ExTorch.Export.Server (extorch v0.3.0)

Copy Markdown

A GenServer that wraps a loaded torch.export.save model for concurrent serving.

Uses the pure Elixir ATen graph interpreter -- no JIT, no AOTI, no C++ ExportedProgram support needed.

Telemetry Events

The server emits the following :telemetry events:

  • [:extorch, :export, :load, :start | :stop] - Model loading.

  • [:extorch, :export, :forward, :start | :stop | :exception] - Inference.

All events include %{path: String.t()} in metadata. Forward events also include %{input_count: integer()}.

Example

{:ok, pid} = ExTorch.Export.Server.start_link(path: "model.pt2")
output = ExTorch.Export.Server.predict(pid, [input])

Named servers

{:ok, _} = ExTorch.Export.Server.start_link(path: "model.pt2", name: MyModel)
output = ExTorch.Export.Server.predict(MyModel, [input])

Summary

Functions

Returns a specification to start this module under a supervisor.
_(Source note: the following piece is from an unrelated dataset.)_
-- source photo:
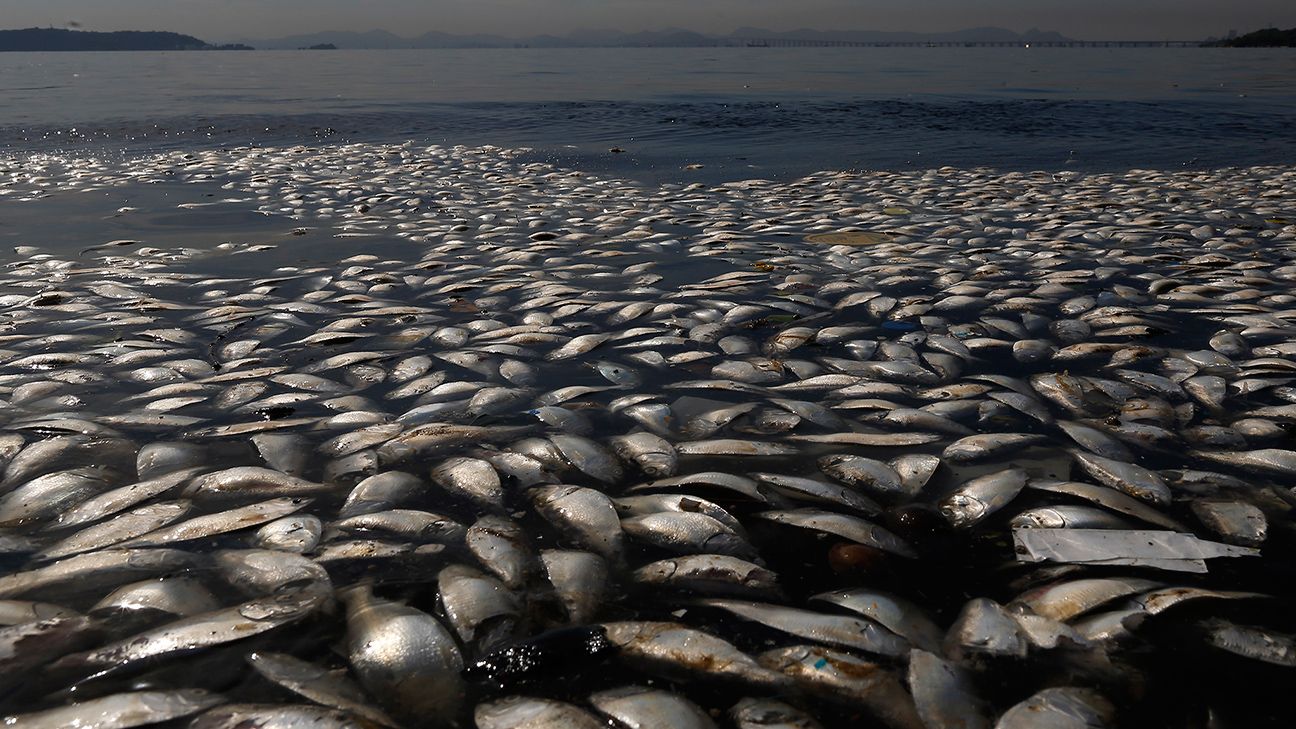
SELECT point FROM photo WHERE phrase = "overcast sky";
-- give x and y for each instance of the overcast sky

Get information about the loaded model.

Run inference on the model (synchronous).

Start an Export model server.

Functions

child_spec(init_arg)

Returns a specification to start this module under a supervisor.

See Supervisor.

info(server)

@spec info(GenServer.server()) :: map()

Get information about the loaded model.

predict(server, inputs, timeout \\ 30000)

@spec predict(GenServer.server(), [ExTorch.Tensor.t()], timeout()) :: term()

Run inference on the model (synchronous).

Returns

The output tensor (or list of tensors for multi-output models).

start_link(opts)

@spec start_link(keyword()) :: GenServer.on_start()

Start an Export model server.

Options

  • :path (required) - Path to the .pt2 archive from torch.export.save.
  • :name - Optional registered name.